Yabancılaşma ve insanlık düzeni
Ancak sistem sadece ezilenleri değil onun sahiplerini de insanlıktan çıkarıyor. Efendilerin kendi türdeşi olanlara bakışını nesneleştiriyor ve onları yabancılaşmanın doruğuna tırmandırıyor.
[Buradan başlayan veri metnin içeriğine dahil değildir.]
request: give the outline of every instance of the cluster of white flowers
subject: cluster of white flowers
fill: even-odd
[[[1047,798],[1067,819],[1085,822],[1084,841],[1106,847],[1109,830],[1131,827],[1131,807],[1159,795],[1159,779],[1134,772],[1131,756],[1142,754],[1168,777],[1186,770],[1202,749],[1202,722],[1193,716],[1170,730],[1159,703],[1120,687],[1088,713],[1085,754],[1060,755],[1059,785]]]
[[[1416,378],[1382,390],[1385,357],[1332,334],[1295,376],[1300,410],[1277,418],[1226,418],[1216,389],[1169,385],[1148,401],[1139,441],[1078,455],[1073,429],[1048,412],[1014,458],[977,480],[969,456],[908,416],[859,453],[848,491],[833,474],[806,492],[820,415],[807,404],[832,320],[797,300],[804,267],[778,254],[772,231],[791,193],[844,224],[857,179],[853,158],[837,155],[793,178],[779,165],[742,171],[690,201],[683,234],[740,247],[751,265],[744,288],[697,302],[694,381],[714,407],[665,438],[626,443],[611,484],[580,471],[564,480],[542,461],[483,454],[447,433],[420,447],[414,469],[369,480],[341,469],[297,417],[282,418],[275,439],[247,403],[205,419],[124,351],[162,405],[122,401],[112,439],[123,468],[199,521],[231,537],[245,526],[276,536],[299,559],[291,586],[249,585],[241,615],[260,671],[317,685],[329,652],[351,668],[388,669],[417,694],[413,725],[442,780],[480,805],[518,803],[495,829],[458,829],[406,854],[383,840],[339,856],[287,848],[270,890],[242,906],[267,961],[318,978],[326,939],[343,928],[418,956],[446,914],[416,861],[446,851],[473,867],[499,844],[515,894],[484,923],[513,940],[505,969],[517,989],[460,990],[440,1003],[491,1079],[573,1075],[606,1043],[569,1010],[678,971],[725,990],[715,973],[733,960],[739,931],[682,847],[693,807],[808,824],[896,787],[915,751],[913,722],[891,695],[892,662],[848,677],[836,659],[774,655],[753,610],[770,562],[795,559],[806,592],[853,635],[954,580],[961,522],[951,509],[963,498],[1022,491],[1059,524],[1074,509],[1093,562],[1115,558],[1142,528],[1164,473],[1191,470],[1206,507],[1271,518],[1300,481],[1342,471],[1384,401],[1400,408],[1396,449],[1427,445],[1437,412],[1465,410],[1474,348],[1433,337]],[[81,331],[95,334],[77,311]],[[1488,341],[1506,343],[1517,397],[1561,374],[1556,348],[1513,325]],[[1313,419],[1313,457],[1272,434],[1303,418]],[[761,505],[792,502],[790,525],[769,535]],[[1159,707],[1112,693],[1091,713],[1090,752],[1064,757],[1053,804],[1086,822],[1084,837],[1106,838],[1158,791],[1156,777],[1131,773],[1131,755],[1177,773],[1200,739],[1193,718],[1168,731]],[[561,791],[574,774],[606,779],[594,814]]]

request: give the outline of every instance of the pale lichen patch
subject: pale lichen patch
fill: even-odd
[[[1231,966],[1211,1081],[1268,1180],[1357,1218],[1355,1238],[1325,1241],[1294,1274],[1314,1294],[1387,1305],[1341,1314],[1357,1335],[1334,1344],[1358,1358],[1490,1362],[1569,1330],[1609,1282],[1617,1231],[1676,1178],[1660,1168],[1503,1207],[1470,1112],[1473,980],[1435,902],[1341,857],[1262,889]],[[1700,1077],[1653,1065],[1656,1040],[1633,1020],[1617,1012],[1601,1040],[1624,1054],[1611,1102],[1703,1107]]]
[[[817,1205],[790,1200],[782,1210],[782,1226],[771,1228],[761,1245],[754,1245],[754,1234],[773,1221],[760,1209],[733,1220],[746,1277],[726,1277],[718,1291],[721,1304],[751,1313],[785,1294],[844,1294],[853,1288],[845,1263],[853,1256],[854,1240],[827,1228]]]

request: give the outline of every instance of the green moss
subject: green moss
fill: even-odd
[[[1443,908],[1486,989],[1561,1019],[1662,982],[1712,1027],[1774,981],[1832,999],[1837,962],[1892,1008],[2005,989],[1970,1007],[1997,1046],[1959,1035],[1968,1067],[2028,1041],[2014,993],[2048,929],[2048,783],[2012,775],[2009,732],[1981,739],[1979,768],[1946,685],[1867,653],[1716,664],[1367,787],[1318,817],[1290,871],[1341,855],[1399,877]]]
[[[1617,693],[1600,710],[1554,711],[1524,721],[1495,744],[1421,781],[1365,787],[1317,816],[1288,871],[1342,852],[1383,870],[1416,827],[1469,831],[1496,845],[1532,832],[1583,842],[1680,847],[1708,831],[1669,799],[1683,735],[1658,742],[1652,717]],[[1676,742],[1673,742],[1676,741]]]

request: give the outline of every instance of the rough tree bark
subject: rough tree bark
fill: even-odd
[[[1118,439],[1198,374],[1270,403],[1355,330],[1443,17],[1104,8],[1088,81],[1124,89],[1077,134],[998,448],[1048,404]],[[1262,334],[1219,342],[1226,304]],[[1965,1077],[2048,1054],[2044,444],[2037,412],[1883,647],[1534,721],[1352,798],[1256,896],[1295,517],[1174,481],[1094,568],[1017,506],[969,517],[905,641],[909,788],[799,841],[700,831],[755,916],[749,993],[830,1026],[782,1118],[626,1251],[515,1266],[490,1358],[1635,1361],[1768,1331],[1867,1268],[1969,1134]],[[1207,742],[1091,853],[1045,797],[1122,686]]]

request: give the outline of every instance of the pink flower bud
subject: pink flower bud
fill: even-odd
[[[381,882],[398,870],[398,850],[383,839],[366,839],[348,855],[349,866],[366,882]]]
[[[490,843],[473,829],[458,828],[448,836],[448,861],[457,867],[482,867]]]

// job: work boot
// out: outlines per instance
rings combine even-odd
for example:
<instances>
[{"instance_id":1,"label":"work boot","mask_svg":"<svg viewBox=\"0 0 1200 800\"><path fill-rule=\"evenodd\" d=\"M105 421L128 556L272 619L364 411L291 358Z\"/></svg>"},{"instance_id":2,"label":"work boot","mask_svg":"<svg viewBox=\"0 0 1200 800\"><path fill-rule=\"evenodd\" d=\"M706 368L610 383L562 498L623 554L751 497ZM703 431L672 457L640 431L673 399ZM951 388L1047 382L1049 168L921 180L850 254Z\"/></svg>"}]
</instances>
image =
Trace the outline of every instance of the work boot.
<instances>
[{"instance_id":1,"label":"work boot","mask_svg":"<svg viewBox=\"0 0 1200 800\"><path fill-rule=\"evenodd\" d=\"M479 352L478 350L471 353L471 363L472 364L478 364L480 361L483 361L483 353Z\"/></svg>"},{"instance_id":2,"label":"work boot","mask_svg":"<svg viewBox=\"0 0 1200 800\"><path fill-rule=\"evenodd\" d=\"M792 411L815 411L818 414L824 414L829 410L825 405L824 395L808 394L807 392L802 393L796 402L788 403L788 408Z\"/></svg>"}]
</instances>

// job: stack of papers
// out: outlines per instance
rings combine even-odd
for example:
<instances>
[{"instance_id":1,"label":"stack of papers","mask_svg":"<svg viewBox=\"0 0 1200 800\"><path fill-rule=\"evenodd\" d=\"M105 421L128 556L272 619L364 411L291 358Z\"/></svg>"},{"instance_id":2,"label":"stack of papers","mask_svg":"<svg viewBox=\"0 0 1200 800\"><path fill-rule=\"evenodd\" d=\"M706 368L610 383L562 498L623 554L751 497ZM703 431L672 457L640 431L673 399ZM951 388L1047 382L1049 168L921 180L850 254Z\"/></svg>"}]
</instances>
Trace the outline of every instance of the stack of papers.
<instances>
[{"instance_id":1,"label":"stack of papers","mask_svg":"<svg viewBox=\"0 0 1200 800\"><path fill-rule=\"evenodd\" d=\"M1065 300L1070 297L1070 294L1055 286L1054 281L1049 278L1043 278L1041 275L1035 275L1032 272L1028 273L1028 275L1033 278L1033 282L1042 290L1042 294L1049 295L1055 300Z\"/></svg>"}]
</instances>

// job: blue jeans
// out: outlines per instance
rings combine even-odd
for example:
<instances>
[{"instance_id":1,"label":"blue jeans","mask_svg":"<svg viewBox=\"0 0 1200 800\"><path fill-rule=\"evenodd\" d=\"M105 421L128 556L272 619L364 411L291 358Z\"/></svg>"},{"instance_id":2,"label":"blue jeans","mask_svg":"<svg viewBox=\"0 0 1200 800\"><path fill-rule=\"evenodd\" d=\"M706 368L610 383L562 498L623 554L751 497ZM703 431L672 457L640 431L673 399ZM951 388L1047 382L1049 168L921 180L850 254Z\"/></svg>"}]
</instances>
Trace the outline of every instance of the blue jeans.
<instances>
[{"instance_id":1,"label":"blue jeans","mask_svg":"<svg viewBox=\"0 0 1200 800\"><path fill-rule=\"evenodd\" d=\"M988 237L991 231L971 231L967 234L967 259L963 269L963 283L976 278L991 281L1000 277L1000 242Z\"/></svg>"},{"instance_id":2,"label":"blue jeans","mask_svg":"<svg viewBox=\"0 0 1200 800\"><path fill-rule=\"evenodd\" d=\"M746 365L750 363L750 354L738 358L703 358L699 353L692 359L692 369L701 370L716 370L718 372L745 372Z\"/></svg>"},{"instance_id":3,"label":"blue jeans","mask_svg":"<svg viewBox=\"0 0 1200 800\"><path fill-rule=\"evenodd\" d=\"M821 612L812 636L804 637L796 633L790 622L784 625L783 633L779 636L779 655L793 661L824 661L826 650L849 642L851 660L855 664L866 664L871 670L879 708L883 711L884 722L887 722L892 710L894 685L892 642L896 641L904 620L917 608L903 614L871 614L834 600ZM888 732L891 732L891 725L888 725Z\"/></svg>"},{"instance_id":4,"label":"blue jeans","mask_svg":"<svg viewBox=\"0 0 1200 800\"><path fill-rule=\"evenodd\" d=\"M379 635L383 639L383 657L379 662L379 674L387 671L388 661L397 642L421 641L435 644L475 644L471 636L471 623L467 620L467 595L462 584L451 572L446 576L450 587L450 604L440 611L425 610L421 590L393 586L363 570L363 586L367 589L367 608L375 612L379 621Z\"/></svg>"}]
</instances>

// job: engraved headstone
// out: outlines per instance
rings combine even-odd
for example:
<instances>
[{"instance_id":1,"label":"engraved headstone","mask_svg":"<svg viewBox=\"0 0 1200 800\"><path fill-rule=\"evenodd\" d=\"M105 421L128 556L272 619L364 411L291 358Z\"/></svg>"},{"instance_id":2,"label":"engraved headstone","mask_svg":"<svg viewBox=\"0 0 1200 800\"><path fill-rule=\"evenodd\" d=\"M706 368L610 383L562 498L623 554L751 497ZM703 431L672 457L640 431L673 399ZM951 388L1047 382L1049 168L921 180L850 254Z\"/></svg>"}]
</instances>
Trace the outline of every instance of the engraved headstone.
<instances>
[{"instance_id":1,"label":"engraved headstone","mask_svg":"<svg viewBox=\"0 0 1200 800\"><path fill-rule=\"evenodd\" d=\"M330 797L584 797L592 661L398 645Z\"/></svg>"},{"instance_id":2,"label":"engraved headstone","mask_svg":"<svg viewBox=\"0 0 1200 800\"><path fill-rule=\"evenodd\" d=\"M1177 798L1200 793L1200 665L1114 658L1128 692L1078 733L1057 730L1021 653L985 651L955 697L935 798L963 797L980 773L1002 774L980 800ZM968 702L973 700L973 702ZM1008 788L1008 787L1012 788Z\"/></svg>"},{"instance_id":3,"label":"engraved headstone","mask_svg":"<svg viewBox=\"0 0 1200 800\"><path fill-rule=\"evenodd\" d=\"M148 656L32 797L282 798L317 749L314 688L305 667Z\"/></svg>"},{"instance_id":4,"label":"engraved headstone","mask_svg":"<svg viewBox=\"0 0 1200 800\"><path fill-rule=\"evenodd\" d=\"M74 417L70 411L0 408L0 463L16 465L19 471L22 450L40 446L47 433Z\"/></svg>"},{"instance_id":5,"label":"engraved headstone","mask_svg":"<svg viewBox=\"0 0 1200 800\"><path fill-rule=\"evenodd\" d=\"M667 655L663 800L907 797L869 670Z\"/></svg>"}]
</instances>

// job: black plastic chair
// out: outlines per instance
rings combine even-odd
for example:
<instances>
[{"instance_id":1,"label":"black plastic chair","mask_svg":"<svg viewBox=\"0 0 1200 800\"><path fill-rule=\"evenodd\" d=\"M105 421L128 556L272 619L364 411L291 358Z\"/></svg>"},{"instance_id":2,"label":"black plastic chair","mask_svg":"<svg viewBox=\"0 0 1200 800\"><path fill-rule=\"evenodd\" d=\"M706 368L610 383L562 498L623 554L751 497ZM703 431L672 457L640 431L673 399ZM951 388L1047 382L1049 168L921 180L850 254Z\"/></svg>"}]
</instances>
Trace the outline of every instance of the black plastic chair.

Efendilerin insanlaşması için onlara karşı insanlık kavramıyla yapılacak mücadelenin tek çıkış yolu olduğunu söylüyor yönetmen ve ana karakteri şöyle konuşturuyor: “Biz yarış atı değiliz, insanız!” Tabi toplumsal çelişkinin temel çözümü insanlık çağrısı naifliğiyle sağlanamayacak boyutlarda çünkü yabancılaşma özel mülkiyet sonucu başımıza bela olan bir hastalık ve özel mülkiyetin doruğu da kapitalist sistem ve onun rasyonalitesi. Ürünlerin fetişleştirildiği, insanların şeyleştirildiği, insanlar arasındaki ilişkilerin meta ve para ilişkisine dönüştüğü, insanın emeğinin ve ürünlerinin ondan bağımsızmış gibi göründüğü ve tüm bunların ana kaynağının da emeğin meta haline gelmesinin olduğu bir sistem. Dolayısıyla kapitalizmin nihai olarak aşılması ancak sınıfsız toplum ufkuyla yani komünizmle ve bu uğurda mücadeleyle mümkün. Ancak diziyi elbette buradan eleştirmiyoruz ve bu tür bir eleştiri de çocuksu olur ve “ya hep ya hiç” sekterliğini taşırdı. Sadece bu çağrının yani insanlığa olan vurgunun ve insanlaşmanın tek mümkün yolunun hangi sistemden geçtiğini söyleme çalışıyoruz. Dizi mevcut düzeni teşhir ettiği, onu kabuğundan soyduğu, üzerindeki efsunu bozduğu ve süsünden arındırıp çırılçıplak önümüzde koyduğu için bu yola hizmet ediyor.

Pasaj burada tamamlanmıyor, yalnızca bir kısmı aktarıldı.